03

 







『……ごめんなさい』




ハルが申し訳なさそうに頭をさげれば金髪の男以外の三人が止めにはいる。


「おいおいっ、やめろよ…」

「こちらも驚かしてしまったみたいですしね」

「起きた瞬間悟浄がいたらそりゃあーしたくもなるしなッ」

「ンだと!!サルっ」


いつの間にかぎゃあぎゃあ騒ぎだす二人をきょとんと見る双子に眼鏡の青年は「気にしないでくださいv」と笑いかける。

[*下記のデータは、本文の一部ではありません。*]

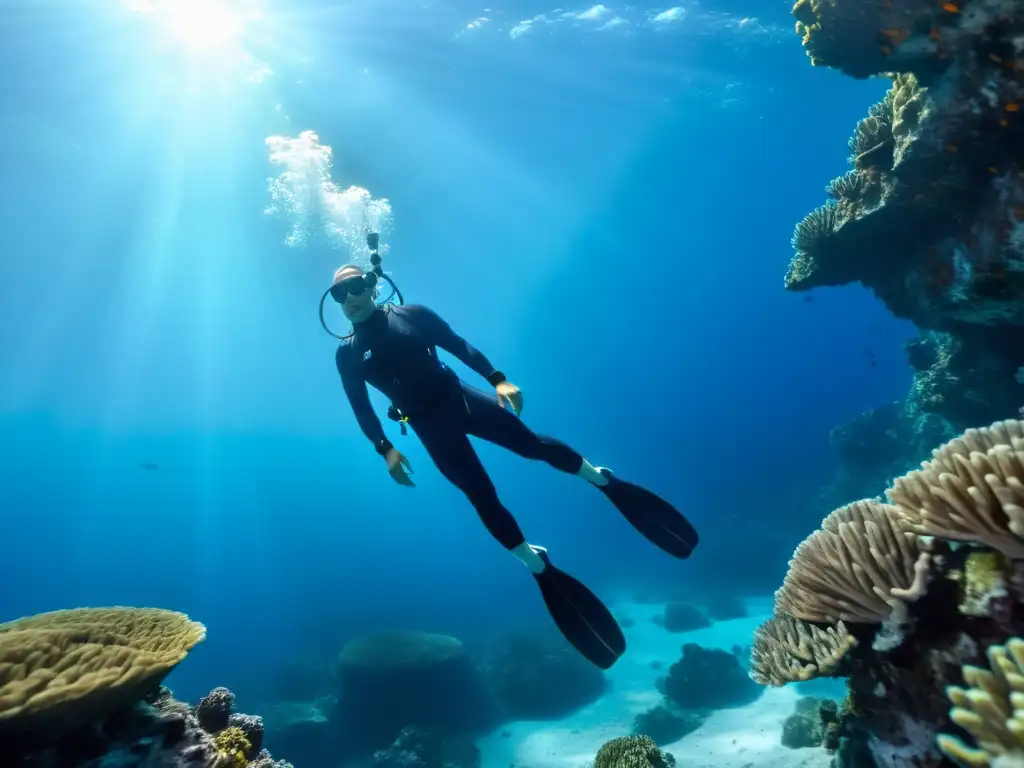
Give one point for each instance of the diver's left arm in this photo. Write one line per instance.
(441, 335)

「助けてもらっておいて家までぶっ壊して…ごめんなさい。……これ以上迷惑かけれねぇし、お世話になりました。」

「…………待て」


家を出ていこうとする双子を止めたのは驚くことに三蔵で全員が彼を不思議そうに見詰める。



「…貴様らは何者だ」

「何者かって言われても…」


苦笑するリクにさっきまで騒いでいた二人が嬉しそうに声をかける。



「出ていくことねェじゃん!」

「茶ァでも飲んでけや!」

「いや…」


断ろうとするリクの視界ににこっと微笑む眼鏡の青年が入った。




――背後に黒いオーラをまとって


「まさか家をこのままにして出ていくつもりじゃないですよねv」

「『………もう少しお世話になります。』」





















「どうぞ」

『ありがとう…』


差し出されたカップを素直に受けとるハルは少なくとも眼鏡の青年には慣れてきたようす。

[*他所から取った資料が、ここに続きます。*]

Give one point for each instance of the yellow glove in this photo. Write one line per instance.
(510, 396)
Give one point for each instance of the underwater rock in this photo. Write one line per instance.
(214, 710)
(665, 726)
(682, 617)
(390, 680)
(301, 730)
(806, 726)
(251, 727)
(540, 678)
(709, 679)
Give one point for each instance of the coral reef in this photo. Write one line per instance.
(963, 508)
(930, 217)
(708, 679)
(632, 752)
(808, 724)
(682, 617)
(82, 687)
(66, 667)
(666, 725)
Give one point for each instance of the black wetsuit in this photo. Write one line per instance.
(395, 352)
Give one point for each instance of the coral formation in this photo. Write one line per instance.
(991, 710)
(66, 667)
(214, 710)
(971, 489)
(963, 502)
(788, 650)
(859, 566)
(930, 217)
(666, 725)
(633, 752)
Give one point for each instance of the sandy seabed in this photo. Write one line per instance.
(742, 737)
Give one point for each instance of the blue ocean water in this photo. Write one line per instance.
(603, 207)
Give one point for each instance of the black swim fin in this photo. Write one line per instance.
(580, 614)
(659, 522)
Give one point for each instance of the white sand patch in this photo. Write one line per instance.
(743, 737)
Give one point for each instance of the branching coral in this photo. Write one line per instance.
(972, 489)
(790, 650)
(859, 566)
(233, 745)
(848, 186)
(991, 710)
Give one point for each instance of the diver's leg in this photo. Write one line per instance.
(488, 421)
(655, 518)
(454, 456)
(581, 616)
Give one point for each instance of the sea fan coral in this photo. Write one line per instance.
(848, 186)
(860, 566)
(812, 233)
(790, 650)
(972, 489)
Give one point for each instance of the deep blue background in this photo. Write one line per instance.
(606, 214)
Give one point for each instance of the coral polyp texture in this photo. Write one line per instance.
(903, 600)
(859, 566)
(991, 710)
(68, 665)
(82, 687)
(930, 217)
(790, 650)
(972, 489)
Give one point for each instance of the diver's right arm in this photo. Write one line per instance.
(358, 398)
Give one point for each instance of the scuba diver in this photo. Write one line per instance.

「僕は八戒といいます、ハル…とおっしゃいましたよね?」

『うん…』



カップを両手で掴み中のホットミルクを息で冷まそうとする姿を見つめながら眼鏡の青年――八戒はにこりと笑った。


「貴方たちは…」

「何うちの妹とイチャこいてんだよ…」

八戒の言葉は同じ顔をした少年に遮られ胸ぐらまで掴まれてしまった。


「あれ、貴方はもっと冷静な方だと思ってたんですが…勘違いだったみたいですねv」

「…うっせ」

『リクは喧嘩っ早いよー。あそこのタレ目みたいにねっ!』



本人に聞こえるようにわざと"タレ目"の単語のボリュームを上げるハルに、悟空と紅い髪の男は「ひっ…」と怯えたような声をあげる。

彼のこめかみに青筋がたったのを確認しつつも八戒はリクに視線をやった。




「貴方もリク…でよろしいですか?」

「……うん…八戒」

「…あれ?」


いつの間にか自身の名前を知っているリクに首をかしげると双子は短く声をあげた。



『なんかあたしたちって耳がいいみたいっ』

「だから……そこっ!」


突然指をさされた二人はゆっくりと振り向くと苦笑いを浮かべる。その二人とは言うまでもなく悟空と紅い髪の男だ。

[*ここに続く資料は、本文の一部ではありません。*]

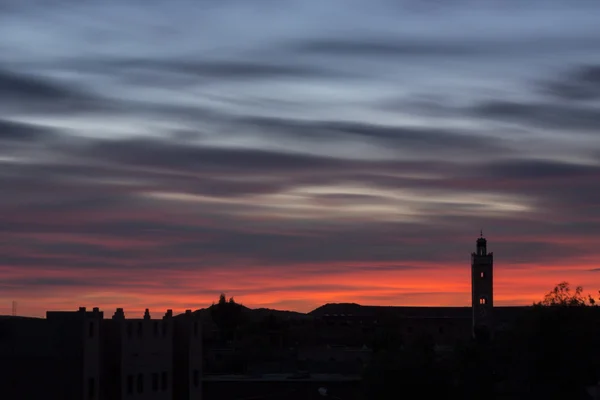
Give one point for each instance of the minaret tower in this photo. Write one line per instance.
(482, 289)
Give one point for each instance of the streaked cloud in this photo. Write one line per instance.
(156, 154)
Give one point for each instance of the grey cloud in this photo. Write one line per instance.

「聞こえてンだよ…俺は男だってさっきも言っただろうが!!」

「うちのチビ猿がいつまでたってもおまえを男って認めねェンだわ。」

「だってリクが男だったらおんなじ顔したハルも男なんだろ?」









「『……………は?』」


きょとんとする双子に悟空は金色の目をきょろきょろさせ、紅い髪を掻き上げる男は呆れたようにため息をついた。八戒がいつものようににこにこと笑みをうかべつつ悟空に説明を始める。


「あのですねー…彼らは確かに"双子"ですが性別は違うんですよ?見た目は同じようですがリクは男、ハルは女です。」



「へぇー!!よくわかんねぇけど…よろしくなッ」

けろっと言ってのける少年に双子は戸惑うように「『……ども…』」と短く返事をするだけだった。